There were many researchers who studied the effects of the current pandemic on women’s mental health. A majority of studies showed that the pandemic has negatively impacted women’s mental health. Results showed that women suffered higher rates of depression and anxiety(2). Why is that?

  1. Work from home + stay at home mom – Since the start of the pandemic, many countries have locked down in order to preserve the safety of the people. Thus, many childcare services had to stop, whether by the choice of the parents or the closing of such service. Then, when the governments lifted the lockdown, businesses resumed to ‘normal’. However, due to safety concerns, parents may choose to discontinue such services and care for their child by themselves. And usually, women are the ones who pick up the responsibility in addition to working from home (2). This then creates a high level of stress for the women, as they have to juggle many ‘hats’.
  2. Men are stepping up, but not sufficiently. Although there are men who do help out at home, there needs to be more who pick up house chores. Alas, old habits die hard. We tend to see house chores as women’s responsibility, and men would occasionally help out. Thus, women are bearing the stress of working from home and the responsibility of getting house chores done (6)
  3. There’s a higher percentage of women dropping out from the workforce, both voluntarily and involuntary. Data showed that leisure, hospitality, education, retail are the industries that got hit the hardest, and a majority of workers in these industries are women (1)(3). At the same time, more women are considering reducing their work hours in order to care for the family 
  4. Violence. More specifically, gender-based violence. We understand that there are cases where men were the victims of abuse. However, there is still a higher percentage of women who are victims of abuse. The risk increases when they are forced to hunker down with their abuser. On top of that, stressors such as financial stress increases irritability (5).

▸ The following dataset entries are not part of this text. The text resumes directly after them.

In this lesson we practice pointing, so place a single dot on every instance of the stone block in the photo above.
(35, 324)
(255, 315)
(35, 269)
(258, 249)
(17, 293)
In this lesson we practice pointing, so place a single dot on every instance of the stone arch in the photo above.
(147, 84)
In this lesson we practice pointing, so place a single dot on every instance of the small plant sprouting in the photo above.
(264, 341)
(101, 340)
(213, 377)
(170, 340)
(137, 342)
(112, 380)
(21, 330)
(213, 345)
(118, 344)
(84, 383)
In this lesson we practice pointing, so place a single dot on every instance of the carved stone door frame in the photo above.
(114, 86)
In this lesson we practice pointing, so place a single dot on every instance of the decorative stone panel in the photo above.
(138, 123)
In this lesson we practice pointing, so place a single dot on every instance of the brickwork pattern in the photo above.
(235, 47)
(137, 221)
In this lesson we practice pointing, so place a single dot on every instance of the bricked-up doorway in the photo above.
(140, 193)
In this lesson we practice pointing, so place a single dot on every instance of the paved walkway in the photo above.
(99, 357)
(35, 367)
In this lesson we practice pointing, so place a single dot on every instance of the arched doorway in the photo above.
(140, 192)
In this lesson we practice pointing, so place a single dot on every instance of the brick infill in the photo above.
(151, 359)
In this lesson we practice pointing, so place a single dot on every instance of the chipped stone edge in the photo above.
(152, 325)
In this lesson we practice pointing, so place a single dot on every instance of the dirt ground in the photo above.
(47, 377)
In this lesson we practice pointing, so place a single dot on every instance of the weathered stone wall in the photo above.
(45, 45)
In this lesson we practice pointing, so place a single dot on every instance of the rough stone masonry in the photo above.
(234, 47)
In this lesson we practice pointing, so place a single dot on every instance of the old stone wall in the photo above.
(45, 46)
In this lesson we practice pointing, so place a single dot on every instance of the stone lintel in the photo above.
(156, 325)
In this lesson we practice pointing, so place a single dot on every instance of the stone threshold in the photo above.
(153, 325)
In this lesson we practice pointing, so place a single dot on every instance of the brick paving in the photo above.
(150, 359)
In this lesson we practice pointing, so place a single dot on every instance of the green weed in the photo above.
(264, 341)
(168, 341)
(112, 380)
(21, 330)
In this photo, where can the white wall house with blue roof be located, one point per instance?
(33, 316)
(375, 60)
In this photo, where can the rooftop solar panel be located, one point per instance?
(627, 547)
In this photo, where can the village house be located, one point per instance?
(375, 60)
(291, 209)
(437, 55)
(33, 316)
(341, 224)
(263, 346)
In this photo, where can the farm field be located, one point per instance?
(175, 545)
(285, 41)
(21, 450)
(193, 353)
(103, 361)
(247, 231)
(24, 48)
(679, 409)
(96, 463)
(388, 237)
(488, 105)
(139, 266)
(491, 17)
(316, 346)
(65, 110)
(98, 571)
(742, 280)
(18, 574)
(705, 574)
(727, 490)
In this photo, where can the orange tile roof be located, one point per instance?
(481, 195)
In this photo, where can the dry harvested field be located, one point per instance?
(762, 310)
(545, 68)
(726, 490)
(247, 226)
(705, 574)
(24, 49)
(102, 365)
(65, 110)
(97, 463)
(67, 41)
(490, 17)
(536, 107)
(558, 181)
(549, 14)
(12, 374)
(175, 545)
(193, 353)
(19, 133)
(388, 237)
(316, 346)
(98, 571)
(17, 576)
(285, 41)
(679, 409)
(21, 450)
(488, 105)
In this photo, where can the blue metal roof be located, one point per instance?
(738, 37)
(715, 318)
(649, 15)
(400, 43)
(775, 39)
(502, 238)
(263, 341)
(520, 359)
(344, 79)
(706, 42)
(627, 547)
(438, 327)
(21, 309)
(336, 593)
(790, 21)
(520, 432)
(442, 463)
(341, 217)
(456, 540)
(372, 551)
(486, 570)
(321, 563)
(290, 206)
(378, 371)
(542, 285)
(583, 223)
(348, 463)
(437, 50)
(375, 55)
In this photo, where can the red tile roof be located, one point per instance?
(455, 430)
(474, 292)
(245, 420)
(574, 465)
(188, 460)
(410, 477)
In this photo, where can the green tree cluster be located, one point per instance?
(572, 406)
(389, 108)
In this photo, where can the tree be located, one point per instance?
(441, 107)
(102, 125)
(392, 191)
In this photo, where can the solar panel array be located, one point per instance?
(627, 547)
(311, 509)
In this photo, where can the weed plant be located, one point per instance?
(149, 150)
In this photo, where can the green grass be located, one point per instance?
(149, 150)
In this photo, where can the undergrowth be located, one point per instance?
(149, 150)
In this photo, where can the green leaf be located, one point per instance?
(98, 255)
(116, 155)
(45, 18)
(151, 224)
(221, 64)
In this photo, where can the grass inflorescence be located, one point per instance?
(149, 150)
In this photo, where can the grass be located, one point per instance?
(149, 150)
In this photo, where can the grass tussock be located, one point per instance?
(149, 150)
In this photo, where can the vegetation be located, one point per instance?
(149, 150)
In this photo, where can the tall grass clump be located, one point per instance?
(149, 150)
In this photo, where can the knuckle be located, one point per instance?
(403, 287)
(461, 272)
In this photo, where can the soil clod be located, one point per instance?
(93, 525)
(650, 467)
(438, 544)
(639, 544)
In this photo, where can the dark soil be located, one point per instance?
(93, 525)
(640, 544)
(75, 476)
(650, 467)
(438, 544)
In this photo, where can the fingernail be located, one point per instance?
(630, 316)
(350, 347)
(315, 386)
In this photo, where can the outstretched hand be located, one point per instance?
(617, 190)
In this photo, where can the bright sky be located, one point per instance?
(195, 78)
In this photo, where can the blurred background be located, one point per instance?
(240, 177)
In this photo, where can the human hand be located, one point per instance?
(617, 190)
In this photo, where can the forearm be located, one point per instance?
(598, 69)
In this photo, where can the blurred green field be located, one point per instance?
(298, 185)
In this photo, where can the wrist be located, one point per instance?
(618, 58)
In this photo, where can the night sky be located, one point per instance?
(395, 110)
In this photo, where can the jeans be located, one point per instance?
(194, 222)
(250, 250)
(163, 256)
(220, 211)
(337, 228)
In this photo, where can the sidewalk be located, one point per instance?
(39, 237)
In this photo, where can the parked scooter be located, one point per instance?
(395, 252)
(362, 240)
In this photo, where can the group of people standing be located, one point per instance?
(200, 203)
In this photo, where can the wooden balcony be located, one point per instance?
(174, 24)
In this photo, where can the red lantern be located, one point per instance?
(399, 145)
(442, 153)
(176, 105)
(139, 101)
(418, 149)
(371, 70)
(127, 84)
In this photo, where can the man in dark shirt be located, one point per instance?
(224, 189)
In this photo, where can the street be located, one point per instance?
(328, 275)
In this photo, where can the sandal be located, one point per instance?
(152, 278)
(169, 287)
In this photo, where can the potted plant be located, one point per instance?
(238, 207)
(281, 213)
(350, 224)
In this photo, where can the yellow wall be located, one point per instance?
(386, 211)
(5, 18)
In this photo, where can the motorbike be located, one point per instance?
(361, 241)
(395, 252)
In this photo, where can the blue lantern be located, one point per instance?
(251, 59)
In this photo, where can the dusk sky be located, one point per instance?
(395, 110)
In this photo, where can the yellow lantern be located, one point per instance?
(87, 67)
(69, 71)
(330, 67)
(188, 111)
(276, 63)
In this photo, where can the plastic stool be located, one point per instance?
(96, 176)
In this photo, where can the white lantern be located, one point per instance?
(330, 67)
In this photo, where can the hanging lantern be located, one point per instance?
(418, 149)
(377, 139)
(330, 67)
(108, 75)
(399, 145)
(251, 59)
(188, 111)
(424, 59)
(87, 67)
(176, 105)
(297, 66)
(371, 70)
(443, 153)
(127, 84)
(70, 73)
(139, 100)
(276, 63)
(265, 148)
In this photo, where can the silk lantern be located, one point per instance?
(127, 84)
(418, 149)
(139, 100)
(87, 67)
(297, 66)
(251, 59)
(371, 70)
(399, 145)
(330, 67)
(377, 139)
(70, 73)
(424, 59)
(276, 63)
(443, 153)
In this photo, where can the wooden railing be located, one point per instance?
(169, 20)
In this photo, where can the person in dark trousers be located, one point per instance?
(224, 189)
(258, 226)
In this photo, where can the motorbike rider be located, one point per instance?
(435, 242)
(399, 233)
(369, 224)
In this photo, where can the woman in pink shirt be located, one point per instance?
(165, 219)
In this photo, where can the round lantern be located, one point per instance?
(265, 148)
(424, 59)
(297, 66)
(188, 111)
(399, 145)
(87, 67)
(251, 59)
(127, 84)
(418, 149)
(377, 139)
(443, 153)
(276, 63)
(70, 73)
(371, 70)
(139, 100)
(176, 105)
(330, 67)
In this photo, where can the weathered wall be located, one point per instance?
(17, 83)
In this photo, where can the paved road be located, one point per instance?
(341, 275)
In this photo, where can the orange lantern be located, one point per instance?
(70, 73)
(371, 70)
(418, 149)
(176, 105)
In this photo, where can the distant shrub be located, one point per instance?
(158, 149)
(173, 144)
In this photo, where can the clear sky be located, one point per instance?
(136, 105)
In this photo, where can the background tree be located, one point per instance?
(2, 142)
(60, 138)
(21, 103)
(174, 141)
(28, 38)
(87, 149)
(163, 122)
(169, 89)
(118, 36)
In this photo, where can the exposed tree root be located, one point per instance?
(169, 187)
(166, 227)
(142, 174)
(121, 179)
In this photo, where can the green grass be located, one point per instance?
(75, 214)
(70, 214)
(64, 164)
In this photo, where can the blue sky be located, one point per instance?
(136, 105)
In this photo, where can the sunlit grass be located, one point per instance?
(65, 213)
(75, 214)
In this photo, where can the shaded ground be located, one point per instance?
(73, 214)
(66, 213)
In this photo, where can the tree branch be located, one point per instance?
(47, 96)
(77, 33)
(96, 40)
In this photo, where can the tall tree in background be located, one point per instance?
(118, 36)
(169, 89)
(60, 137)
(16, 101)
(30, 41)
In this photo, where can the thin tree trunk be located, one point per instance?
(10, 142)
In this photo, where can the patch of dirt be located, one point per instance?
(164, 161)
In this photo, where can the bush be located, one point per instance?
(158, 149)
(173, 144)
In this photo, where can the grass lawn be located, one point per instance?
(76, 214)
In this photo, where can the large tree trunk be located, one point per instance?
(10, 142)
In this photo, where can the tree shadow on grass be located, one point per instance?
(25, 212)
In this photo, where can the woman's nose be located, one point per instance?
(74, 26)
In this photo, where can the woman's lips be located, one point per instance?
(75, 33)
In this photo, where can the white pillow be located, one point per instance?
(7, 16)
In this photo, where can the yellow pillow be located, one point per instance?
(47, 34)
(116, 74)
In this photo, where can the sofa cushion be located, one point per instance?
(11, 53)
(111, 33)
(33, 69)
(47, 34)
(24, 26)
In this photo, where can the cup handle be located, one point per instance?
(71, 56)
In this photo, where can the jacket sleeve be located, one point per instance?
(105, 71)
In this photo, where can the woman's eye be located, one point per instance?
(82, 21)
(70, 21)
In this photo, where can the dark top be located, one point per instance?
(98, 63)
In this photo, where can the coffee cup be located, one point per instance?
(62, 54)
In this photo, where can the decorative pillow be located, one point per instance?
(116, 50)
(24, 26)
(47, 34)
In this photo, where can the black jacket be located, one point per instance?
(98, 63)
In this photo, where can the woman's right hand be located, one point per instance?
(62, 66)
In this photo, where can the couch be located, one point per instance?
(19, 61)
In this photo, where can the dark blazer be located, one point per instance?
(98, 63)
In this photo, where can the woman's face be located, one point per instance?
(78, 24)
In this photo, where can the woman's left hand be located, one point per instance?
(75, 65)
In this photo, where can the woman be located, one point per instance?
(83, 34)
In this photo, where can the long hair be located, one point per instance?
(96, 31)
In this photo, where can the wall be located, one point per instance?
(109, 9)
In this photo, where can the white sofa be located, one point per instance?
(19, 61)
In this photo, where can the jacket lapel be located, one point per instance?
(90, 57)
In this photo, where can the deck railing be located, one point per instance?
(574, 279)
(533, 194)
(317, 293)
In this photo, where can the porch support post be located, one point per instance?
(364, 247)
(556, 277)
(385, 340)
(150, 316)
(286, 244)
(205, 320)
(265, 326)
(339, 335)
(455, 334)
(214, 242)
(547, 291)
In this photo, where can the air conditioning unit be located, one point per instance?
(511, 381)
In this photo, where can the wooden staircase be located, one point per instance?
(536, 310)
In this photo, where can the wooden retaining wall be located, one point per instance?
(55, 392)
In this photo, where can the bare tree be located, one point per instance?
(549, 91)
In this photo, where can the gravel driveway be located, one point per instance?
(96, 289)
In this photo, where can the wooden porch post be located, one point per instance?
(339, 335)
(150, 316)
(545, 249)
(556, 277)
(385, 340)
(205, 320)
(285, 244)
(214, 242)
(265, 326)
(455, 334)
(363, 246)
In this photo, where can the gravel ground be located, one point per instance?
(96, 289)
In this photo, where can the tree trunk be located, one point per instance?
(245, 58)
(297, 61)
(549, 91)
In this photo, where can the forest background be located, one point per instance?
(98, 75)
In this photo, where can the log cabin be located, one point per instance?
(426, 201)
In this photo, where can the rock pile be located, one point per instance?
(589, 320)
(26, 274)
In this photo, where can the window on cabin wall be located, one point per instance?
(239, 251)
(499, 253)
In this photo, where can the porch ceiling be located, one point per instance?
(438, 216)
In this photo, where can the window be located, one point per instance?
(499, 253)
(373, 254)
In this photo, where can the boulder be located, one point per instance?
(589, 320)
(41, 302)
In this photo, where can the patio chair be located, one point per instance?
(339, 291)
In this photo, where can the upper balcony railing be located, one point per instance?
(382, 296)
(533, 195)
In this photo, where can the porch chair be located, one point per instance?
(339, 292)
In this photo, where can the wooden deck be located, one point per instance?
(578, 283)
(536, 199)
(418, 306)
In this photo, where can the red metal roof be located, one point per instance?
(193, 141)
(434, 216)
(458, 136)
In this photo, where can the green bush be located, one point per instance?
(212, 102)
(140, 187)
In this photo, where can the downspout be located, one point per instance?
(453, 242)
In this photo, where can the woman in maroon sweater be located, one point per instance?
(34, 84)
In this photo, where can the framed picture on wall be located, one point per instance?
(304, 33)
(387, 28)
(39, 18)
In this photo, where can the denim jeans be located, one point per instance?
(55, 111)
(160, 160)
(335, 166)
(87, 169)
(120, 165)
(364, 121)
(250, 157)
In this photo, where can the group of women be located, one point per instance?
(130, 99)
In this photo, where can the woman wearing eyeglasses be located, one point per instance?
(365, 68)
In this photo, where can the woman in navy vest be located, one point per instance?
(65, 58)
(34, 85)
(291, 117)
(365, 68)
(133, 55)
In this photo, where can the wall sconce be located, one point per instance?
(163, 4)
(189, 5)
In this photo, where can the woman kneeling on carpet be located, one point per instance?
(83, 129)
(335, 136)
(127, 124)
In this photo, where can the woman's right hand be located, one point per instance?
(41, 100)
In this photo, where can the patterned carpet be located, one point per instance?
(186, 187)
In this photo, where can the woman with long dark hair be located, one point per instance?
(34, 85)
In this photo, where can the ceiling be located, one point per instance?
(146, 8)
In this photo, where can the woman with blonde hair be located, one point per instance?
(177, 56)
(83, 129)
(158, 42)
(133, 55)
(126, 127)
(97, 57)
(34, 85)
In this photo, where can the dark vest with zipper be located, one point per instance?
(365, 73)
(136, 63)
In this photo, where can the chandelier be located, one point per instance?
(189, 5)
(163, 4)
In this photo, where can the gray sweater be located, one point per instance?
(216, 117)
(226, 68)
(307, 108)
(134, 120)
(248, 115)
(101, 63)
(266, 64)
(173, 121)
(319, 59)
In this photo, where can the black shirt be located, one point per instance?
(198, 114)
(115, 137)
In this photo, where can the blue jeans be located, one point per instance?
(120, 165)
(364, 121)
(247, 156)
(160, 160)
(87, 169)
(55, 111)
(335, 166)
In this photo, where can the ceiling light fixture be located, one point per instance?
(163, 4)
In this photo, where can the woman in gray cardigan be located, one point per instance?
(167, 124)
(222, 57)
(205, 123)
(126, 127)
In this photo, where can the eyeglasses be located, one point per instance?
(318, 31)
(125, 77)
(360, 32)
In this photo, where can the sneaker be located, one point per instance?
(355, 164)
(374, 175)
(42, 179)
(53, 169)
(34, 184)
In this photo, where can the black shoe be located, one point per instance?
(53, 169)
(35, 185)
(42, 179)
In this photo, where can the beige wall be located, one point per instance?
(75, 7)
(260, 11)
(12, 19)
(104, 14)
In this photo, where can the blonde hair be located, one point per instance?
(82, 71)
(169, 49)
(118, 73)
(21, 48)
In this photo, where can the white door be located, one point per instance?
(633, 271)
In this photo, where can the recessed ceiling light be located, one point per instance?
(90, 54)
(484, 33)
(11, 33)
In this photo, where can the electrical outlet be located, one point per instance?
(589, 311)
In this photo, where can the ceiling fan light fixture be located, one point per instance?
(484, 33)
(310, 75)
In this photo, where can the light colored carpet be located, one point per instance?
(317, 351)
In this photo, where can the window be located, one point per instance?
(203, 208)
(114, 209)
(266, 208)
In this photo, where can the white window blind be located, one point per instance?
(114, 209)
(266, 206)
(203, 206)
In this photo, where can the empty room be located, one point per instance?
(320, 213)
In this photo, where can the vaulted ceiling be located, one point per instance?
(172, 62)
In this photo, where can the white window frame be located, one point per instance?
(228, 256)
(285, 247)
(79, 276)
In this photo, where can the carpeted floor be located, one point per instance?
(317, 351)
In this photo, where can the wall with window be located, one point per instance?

What can you do on an individual level?

  1. Ask everyone to chip in with housework. Everyone in the house has the responsibility to maintain the cleanliness in the house. House chores do not belong to the mother or wife alone. Every family member shares the responsibility of maintaining a clean home. 
  2. Reconnecting/connecting with a friend. Check in on each other! The simple act of connecting with someone, even virtually, is particularly important now as it helps us stay connected with others emotionally.
  3. Join a support group. Look for a support group that suits your needs where people share similar experiences as you do and support each other through difficult times. There are virtual support groups available. 
  4. Schedule ‘me time’ to relax. Read a book, take a bath, do anything that relaxes you. Let your family members know that you are not to be disturbed during that time. You need some time to recharge. You cannot constantly be in a mentally heightened state, constantly on the go. Your brain needs to relax, recharge and recalibrate. 
  5. Give yourself credit. We tend to minimize our accomplishments. Give yourself credit for what you have accomplished, especially during this time when nothing is normal. Give yourself a pat on the back!
  6. Call WAO or AWAM in Malaysia, reach out to someone you trust for help. You deserve to be safe. 
  7. Talk to a counsellor to process what you are going through, learn different ways to ease your burden.

Disclaimer: You are encouraged to use the content from this site to improve your mental health. However, this is not a substitute for professional help (be it medical and/or mental health care, treatment and/or diagnosis).